Jednak generalne przesłanie filmu (a raczej obu filmów) jest jasne. Zostało zresztą wypowiedziane na początku i na końcu "Sztandaru chwały".
Po pierwsze - patrzymy na wojnę, upraszczając ją, jako na walkę dobra ze złem. Jest to nieprawda. "Listy z Iwo Jimy" pokazują żołnierzy japońskich w sposób b. heroiczny (bardziej niż żołnierzy amerykańskich w "Sztandarze chwały") a przy tym zwracają uwagę na zbrodnie Amerykanów (zastrzelenie jeńca).
Po drugie - wojna jest niesłychanie okrutna. Oba filmy są potwierdzeniem tej tezy.
Po trzecie - bohaterzy wojenni to efekt sztucznej kreacji. W rzeczywistości byli to zwykli ludzie, którzy nie tyle walczyli, narażali życie i ginęli za ojczyznę, ile za swoich kolegów - towarzyszy broni.

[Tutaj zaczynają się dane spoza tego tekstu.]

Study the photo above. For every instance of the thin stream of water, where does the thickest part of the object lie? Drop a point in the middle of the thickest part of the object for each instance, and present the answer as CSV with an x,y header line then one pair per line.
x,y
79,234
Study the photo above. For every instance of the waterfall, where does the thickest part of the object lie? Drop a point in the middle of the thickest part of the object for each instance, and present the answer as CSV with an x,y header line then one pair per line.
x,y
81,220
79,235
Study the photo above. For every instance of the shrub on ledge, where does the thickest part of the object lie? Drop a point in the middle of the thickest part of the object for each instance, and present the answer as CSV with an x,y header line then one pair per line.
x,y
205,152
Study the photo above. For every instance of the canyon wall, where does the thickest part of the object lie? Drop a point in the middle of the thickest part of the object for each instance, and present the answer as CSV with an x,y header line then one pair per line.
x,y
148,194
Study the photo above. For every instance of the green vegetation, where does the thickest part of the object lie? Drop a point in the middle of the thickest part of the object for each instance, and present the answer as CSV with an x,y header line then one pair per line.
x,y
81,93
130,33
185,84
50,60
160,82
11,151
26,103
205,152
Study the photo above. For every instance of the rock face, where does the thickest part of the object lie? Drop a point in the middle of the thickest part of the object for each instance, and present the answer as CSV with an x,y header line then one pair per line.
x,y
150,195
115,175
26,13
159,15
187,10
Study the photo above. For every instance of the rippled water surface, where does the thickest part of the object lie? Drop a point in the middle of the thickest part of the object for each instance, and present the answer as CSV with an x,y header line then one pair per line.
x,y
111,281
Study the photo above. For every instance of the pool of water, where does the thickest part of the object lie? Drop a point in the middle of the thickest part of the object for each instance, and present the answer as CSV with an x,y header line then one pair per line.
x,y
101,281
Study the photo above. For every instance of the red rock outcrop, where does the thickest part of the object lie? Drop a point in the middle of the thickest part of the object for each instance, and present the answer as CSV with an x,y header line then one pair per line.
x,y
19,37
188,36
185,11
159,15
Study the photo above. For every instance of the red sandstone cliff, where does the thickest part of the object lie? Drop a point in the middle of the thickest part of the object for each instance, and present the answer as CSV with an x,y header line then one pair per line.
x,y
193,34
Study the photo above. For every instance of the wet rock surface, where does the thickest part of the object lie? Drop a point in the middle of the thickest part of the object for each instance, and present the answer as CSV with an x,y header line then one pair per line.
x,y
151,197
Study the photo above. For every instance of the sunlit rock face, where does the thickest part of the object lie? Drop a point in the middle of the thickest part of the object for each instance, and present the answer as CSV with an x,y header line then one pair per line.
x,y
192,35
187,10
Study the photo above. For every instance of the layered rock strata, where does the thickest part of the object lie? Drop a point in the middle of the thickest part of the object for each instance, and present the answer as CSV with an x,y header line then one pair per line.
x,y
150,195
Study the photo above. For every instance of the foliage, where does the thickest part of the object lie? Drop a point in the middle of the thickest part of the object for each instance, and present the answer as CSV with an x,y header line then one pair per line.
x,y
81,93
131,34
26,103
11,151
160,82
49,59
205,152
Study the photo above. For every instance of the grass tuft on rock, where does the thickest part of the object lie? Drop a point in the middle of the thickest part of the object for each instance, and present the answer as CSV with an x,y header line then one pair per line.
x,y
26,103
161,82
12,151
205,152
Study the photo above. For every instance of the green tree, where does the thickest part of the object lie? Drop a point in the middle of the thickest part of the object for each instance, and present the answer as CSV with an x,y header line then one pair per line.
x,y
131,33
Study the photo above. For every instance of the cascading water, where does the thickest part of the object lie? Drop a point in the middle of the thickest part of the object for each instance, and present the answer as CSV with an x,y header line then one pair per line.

To główne przesłanie "Sztandaru chwały".
Paradoksalnie każda z tych tez kojarzona jest raczej z lewactwem niż z konserwatyzmem, przypisywanym Eastwoodowi. Nie tylko te dwa filmy, ale także wiele innych jego filmów dowodzi, że na starość postrzega on konserwatywne wartości z dużym dystansem i z poważnymi wątpliwościami.
Ogląda się to wspaniale, gdyż Eastwood z dużą wprawą balansuje między patetyzmem a cynizmem.